Ce fut lui qui brisa le silence en premier : -« Tu peux m’expliquer ? », dit-il sur le ton du reproche. Déjà la discussion prenait des tours désagréables.

- “Que veux-tu que j’explique. Il n’y a tout bonnement rien à expliquer”, répondit-elle avec lassitude. Ce à quoi il insista :

- “Que tu m’expliques pourquoi tu nous as laissé comme ça. Pourquoi tu m’as laissé moi comme un con…”, laissa-t-il en suspens.

- “Parce-que je ne fais pas partie de votre monde. Je ne fais pas partie du tiens non plus…”, rétorqua-t-elle.

- “Et depuis quand ?”, s’enquit-il.

- « Depuis que le temps nous a tué, depuis qu’on s’efface l’un pour l’autre, nos poussières se dispersant dans le vent. Depuis que je ne me reconnais plus en nous, que ce simple mot n’a plus la même résonance. Depuis que je me perds dans ces habitudes qui m’enchaînent chaque jour un peu plus. Depuis que tu as décidé de croire que tout allait bien », conclut-elle.


Ce à quoi il ne répondit pas de suite, mesurant toute l’ampleur de ces paroles et ces maux si soudainement déversés. Elle-même réalisait à peine, qu’un bref instant avait suffi à ce qu’elle libère tant de non-dits enfouis depuis si longtemps. Tous deux se considéraient, chacun des deux plongeant son regard dans celui de l’autre. A nouveau ce fut lui qui rompit le silence, expirant bruyamment, puis ajoutant :

- “D’accord. Dis-moi seulement si j’aurais pu faire quelque chose, ou si je peux encore y remédier”, avança-t-il, entrecoupant chaque mot.
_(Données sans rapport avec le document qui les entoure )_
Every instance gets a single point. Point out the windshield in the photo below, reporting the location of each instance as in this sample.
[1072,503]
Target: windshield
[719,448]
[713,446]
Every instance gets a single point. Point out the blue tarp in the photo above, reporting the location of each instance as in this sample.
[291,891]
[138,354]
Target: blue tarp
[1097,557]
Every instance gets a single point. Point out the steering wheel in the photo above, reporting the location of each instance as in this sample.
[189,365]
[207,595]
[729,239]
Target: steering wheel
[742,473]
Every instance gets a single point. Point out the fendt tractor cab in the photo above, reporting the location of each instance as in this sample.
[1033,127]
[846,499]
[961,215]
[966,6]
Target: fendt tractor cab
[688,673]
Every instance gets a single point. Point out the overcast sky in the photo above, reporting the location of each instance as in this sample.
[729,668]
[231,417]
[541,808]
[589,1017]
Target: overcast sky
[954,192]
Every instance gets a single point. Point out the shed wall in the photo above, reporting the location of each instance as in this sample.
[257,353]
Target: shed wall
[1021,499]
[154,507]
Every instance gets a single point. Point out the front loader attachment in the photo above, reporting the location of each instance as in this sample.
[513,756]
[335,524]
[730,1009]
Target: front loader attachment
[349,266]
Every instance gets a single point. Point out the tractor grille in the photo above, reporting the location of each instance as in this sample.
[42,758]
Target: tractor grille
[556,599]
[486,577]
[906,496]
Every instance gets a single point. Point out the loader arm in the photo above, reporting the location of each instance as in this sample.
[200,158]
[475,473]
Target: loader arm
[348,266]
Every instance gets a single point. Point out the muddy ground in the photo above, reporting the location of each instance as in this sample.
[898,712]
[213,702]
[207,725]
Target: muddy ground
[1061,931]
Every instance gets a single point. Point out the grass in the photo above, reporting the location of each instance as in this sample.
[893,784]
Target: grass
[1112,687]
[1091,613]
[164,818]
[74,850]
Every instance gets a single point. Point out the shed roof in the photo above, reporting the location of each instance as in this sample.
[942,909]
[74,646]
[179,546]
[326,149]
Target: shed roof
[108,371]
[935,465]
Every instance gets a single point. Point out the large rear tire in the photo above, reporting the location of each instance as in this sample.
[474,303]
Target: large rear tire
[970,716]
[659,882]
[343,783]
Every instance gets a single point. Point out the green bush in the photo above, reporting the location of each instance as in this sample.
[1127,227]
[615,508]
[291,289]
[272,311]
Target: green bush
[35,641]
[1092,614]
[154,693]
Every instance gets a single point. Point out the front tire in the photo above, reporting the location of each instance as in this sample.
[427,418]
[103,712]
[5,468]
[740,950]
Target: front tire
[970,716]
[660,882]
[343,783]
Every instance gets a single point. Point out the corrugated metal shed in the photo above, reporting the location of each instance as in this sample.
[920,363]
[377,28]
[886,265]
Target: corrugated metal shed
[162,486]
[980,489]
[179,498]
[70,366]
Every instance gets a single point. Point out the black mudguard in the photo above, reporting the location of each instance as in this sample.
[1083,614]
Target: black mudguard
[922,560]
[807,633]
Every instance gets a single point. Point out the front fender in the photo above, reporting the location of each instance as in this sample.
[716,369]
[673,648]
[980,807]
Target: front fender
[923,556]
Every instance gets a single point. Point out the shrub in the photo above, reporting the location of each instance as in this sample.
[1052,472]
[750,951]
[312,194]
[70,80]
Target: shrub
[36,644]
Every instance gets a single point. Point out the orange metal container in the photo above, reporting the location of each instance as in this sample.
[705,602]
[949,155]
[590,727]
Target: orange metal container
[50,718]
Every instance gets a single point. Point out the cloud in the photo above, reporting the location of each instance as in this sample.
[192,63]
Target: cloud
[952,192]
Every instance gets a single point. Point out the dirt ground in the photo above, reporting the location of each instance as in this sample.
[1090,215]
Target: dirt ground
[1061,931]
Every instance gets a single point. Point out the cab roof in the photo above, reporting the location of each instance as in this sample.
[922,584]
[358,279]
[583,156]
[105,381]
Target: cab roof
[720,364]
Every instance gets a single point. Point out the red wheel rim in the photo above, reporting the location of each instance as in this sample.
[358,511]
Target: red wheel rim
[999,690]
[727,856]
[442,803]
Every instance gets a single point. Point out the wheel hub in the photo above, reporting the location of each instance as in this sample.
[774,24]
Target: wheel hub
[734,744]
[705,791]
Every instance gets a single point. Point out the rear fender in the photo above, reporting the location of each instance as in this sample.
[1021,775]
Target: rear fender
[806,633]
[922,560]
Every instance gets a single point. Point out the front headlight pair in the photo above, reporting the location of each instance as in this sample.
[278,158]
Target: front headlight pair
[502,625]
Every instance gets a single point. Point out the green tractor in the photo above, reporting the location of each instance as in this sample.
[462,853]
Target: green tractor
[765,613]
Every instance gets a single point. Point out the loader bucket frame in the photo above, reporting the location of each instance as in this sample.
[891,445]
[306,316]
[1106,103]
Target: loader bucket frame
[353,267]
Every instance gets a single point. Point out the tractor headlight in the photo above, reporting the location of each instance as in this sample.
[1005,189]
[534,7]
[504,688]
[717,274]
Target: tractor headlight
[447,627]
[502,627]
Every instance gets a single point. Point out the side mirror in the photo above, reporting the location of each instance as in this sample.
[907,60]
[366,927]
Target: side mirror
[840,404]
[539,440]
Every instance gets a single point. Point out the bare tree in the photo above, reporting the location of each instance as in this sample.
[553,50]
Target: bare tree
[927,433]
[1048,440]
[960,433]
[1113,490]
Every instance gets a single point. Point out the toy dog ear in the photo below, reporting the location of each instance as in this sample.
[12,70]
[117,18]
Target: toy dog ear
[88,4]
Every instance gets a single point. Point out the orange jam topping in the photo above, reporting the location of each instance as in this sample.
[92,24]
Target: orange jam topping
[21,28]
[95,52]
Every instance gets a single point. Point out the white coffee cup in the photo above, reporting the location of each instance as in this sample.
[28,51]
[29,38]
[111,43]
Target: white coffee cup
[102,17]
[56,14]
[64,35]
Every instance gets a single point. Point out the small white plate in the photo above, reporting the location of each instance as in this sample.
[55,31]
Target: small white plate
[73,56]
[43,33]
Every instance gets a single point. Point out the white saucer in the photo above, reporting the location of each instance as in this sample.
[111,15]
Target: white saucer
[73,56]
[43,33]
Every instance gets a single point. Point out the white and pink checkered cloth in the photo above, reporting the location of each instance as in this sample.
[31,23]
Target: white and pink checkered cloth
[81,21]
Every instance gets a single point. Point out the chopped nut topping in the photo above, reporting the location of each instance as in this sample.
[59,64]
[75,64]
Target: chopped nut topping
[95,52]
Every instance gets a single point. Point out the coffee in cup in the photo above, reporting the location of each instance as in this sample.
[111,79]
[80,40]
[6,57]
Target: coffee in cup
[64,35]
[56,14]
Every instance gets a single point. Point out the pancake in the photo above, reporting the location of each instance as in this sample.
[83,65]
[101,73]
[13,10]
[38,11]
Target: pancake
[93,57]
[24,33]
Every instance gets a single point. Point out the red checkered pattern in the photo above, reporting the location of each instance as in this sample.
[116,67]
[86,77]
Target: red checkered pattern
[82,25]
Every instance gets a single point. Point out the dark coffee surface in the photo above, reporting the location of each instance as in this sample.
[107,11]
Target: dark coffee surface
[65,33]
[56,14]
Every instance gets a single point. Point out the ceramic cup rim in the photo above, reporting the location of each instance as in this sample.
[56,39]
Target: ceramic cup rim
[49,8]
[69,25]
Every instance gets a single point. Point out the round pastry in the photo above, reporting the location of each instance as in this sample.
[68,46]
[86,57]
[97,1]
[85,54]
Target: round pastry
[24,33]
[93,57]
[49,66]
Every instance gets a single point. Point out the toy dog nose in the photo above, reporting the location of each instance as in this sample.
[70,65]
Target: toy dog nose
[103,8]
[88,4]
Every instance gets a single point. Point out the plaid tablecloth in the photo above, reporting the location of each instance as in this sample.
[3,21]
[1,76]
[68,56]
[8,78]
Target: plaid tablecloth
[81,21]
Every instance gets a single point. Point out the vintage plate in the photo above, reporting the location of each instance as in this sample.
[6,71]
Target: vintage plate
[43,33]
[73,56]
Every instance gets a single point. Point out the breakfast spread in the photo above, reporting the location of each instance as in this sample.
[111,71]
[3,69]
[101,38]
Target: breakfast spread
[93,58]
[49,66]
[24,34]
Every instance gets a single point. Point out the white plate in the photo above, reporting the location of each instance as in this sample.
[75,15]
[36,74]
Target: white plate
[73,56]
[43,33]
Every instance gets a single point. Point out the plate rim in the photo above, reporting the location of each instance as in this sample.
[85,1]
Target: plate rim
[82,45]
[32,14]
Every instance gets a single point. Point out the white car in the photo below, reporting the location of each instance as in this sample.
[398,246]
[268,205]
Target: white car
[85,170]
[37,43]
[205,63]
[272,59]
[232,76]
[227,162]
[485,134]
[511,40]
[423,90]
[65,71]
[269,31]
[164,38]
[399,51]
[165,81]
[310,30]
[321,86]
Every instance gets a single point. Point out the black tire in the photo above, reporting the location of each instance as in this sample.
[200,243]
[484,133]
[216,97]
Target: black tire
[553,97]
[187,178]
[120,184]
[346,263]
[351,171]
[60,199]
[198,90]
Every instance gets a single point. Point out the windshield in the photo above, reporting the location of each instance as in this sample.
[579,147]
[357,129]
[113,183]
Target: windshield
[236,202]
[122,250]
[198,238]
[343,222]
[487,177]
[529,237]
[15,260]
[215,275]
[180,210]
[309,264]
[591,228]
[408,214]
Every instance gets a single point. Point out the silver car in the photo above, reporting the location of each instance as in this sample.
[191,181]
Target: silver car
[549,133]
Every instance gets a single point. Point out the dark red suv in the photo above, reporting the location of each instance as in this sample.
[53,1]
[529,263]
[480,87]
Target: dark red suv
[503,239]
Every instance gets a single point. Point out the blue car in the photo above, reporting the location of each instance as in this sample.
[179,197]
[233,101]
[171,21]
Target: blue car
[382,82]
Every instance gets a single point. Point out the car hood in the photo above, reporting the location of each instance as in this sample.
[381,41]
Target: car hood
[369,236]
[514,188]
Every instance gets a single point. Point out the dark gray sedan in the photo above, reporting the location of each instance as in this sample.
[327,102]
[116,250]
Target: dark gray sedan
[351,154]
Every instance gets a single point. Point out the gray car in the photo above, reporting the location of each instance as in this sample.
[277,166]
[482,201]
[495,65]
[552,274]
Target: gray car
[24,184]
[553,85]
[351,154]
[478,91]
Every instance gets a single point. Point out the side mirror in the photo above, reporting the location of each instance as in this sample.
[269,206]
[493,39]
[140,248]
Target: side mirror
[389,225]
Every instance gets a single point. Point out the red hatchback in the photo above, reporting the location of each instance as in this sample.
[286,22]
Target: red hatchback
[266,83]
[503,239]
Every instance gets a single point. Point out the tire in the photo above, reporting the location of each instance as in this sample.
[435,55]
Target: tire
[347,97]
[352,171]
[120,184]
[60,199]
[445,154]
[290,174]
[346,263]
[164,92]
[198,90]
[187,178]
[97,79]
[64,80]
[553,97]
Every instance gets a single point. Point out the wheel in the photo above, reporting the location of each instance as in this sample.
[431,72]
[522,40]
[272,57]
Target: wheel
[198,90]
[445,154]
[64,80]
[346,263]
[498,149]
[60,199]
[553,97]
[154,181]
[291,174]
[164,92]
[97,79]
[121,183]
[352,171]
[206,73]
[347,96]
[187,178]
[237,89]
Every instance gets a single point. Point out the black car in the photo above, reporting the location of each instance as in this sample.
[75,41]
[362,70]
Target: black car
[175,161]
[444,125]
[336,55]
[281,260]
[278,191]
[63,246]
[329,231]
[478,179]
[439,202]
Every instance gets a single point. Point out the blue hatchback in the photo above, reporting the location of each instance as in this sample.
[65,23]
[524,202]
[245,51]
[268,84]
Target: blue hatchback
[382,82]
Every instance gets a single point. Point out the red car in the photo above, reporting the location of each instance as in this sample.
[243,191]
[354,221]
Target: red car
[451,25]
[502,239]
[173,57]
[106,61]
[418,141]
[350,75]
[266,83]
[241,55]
Elle hésita, ferma les yeux, les mâchoires serrées, puis les rouvrant, acquiesça :

- « Je ne crois pas. Ce ne sont pas des choses que l’on peut contrôler, corriger, ou même éclipser. Je ne vais pas essayer de me justifier, ou de me trouver des prétextes absurdes. Je suis de ces gens que la vie a cassé, et qui déambulent sans trop savoir où aller, mais je le suis au même titre que beaucoup d’autres. Seulement je crois que je n’ai pas la même vision du monde que toi. Là où tu es idéaliste, épicurien, et où tu vis au jour le jour, il n’y a pas de place pour les gens comme moi. Je suis de ces pragmatiques, qui regardent la vie avec gravité, délaissant avec regret les rêveries et autres chimères d’un temps perdu. Les belles phrases comme le fameux : « et ils vécurent heureux pour toujours », n’appartiennent plus qu’à des contes déjà trop oubliés. Je ne peux pas juste sourire, jouer la parfaite poupée que l’on expose, et avoir à prétendre que tout va bien. Ne me demande pas ça, je t’en prie », acheva-t-elle entre ses dents.